Die AOK-Experten betonen, dass der Report lediglich eine Darstellung der Datenanalyse sei, die anhand der Versichertendaten erstellt worden sei. Interpretiert worden seien diese Daten nicht. Außerdem sei wichtig, dass in einigen Auswertungen die Pandemiejahre 2020 und 2021 bewusst ausgeklammert wurden und stattdessen die Jahre 2017 bis 2019 zur Erfassung genutzt wurden. „Diese Jahre ergeben einen besseren Vergleichswert“, sagt Roland Schrey von der AOK.

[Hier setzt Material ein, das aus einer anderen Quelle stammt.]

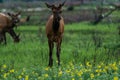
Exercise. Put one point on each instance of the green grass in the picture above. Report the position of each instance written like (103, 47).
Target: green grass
(78, 47)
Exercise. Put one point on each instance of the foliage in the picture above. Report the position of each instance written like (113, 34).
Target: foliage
(88, 53)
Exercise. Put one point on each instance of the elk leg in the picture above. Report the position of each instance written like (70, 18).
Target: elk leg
(58, 51)
(51, 45)
(4, 38)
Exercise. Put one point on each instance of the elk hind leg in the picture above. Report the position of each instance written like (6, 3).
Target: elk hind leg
(51, 45)
(58, 51)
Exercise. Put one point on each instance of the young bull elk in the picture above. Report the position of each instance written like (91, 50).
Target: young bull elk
(54, 31)
(7, 23)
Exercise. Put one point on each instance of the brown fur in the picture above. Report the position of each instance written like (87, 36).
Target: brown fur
(7, 23)
(55, 35)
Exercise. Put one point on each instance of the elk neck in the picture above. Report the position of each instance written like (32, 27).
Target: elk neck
(56, 24)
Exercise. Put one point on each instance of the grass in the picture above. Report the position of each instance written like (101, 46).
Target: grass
(82, 43)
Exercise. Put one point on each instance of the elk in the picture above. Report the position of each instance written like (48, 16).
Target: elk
(7, 23)
(54, 31)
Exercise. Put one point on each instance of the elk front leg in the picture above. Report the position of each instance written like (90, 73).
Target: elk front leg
(58, 51)
(51, 45)
(4, 38)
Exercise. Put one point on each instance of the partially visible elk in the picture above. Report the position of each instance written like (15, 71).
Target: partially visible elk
(101, 15)
(7, 23)
(54, 31)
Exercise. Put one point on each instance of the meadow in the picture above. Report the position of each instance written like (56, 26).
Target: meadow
(89, 52)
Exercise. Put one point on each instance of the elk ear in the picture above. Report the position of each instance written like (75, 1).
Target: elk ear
(49, 6)
(60, 5)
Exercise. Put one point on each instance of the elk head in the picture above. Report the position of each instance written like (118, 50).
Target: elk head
(17, 39)
(14, 17)
(56, 10)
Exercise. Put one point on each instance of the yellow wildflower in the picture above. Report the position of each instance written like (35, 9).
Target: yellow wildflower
(4, 66)
(73, 79)
(115, 78)
(47, 68)
(45, 75)
(68, 71)
(19, 77)
(60, 73)
(12, 71)
(99, 66)
(79, 73)
(5, 75)
(26, 77)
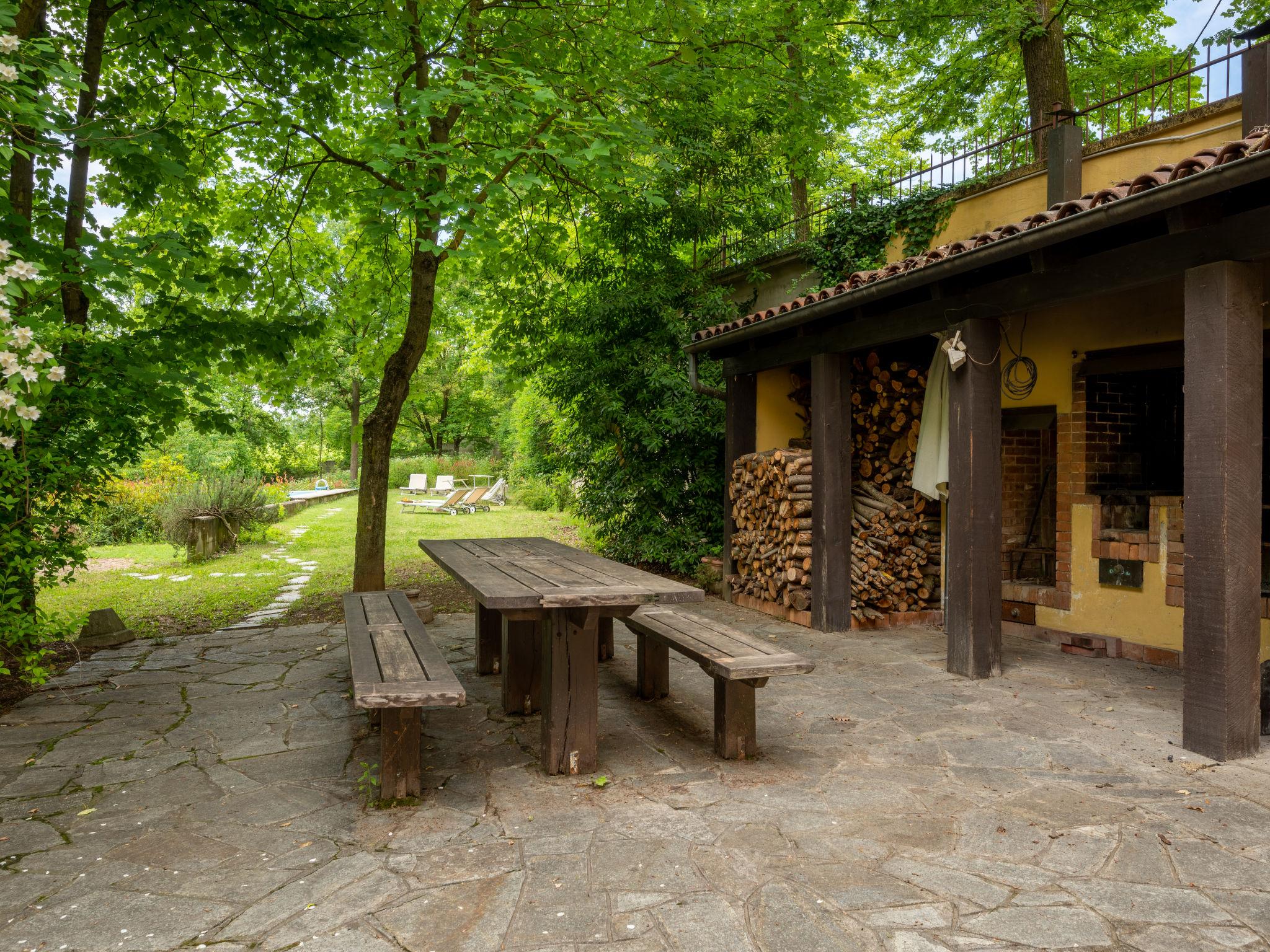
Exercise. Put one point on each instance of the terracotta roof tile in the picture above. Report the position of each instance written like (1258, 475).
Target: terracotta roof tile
(1258, 141)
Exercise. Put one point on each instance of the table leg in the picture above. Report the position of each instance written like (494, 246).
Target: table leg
(522, 667)
(489, 639)
(571, 696)
(606, 638)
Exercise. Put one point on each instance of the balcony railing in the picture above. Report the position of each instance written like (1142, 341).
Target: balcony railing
(1184, 84)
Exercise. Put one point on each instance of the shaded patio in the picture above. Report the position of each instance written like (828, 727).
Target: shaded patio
(205, 792)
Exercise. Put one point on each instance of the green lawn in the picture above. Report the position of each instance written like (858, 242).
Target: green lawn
(225, 589)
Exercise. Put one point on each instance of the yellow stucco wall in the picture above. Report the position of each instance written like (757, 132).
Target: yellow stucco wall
(1025, 196)
(1133, 615)
(775, 420)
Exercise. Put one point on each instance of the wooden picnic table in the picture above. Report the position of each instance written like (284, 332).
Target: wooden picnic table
(545, 602)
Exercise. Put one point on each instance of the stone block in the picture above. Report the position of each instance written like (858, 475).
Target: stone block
(104, 630)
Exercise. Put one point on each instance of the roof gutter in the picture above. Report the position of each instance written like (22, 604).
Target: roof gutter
(1161, 198)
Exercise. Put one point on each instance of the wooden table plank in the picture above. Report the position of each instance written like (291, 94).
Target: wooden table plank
(488, 584)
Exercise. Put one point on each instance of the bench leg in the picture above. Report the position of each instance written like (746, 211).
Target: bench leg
(606, 638)
(652, 668)
(522, 667)
(489, 639)
(401, 771)
(734, 720)
(571, 697)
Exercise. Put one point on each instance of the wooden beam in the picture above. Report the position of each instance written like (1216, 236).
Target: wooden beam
(522, 666)
(831, 493)
(489, 639)
(1256, 87)
(738, 441)
(1221, 622)
(1139, 262)
(973, 564)
(569, 697)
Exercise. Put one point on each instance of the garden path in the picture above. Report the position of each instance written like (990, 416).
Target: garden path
(205, 792)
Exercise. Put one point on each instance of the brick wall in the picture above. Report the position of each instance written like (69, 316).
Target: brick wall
(1113, 415)
(1025, 457)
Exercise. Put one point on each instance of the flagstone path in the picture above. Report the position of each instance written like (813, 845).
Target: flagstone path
(206, 792)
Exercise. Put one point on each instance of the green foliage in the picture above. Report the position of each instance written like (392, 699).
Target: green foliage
(856, 236)
(236, 500)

Bei der Erstellung des Reports arbeitete die AOK größtenteils mit den Routinedaten der Versicherten. Da die AOK als Versicherung im Rheinland einen Marktanteil von 25 bis 30 Prozent habe, entstehe durch diese Datenerhebung eine gewisse Aussagekraft für die Region, jedoch seien die Befunde nicht repräsentativ. Für die Auswertungen im Kreis wurden Pulheim und Frechen sowie Bedburg und Elsdorf zusammengefasst, dort gab es nicht ausreichend viele Mindestfallzahlen. Eine Differenzierung der Ergebnisse konnte also nur in den Städten erfolgen, in denen genug Fälle vorlagen. (at) 

„Polypharmazie begünstigt weitere Probleme“, sagt Sändker. Der Gesundheitsreport gibt an, dass im Kreis 5,2 Prozent der Versicherten über 65 Jahre Arzneimittelkombinationen einnehmen, von denen bekannt ist, dass es „potenziell schwerwiegende Interaktionen“ geben könnte, sprich Wechsel- oder Nebenwirkungen, die gefährlich werden könnten. Damit liegt der Kreis deutlich über dem überregionalen Durchschnittswert der Jahre 2017 bis 2019 für Rheinland/Hamburg von 4,5 Prozent.

Alternative Therapiemöglichkeiten überprüfen

Laut AOK kann es vorkommen, dass ein Medikament die Wirkung eines anderen einschränkt. Wechselwirkungen könnten sogar zu „vermeidbaren Krankenhausaufenthalten“ führen, im schlimmsten Fall lebensgefährlich sein.

Daher sollte laut Aussagen der AOK-Experten Sändker und Roland Schrey immer überprüft werden, welche Kombinationen verschrieben werden und ob es alternative Therapiemöglichkeiten gibt.

Der Anteil der potenziell ungeeigneten Medikamente ist in Hürth am höchsten

Der Anteil der Versicherten, die eine solche Medikamentenkombination verordnet bekommen haben, ist in Hürth am höchsten, er liegt bei acht Prozent. Am zweithöchsten ist der Anteil in Brühl mit 6,2 Prozent. Die übrigen Kommunen pendeln sich zwischen vier und fünf Prozent ein. Am niedrigsten ist der Anteil in Kerpen mit 3,4 Prozent.

Höher sei allerdings die Zahl derer, die über 65 seien und Medikamente einnähmen, die für ältere Menschen eher ungeeignet seien, sagt Sändker. Im Rhein-Erft erhielten 20,2 Prozent dieser Gruppe mindestens einmal im Jahr ein Arzneimittel, das beispielsweise das Risiko zu stürzen erhöhen könne. „Das Medikament kann zum Beispiel Müdigkeit, Verwirrung oder Erschöpfung verursachen und so vor allem ältere Menschen beeinträchtigen.“

Solche Arzneien, die für ältere Menschen nicht gut geeignet seien, würden in der sogenannten Priscus-Liste erfasst, heißt es im AOK-Report. Das sei eine Aufstellung von ebenjenen für ältere Menschen „potenziell ungeeigneten Medikamenten“, die speziell für den deutschen Markt erarbeitet worden sei. Die Liste enthalte Wirkstoffe, die in Deutschland verhältnismäßig häufig verordnet würden.

In künftigen Beiträgen wird diese Zeitung weitere Ergebnisse des AOK-Gesundheitsreports präsentieren, unter anderem zu Antibiotikaresistenzen und Thrombose-Risiken bei Anti-Baby-Pillen.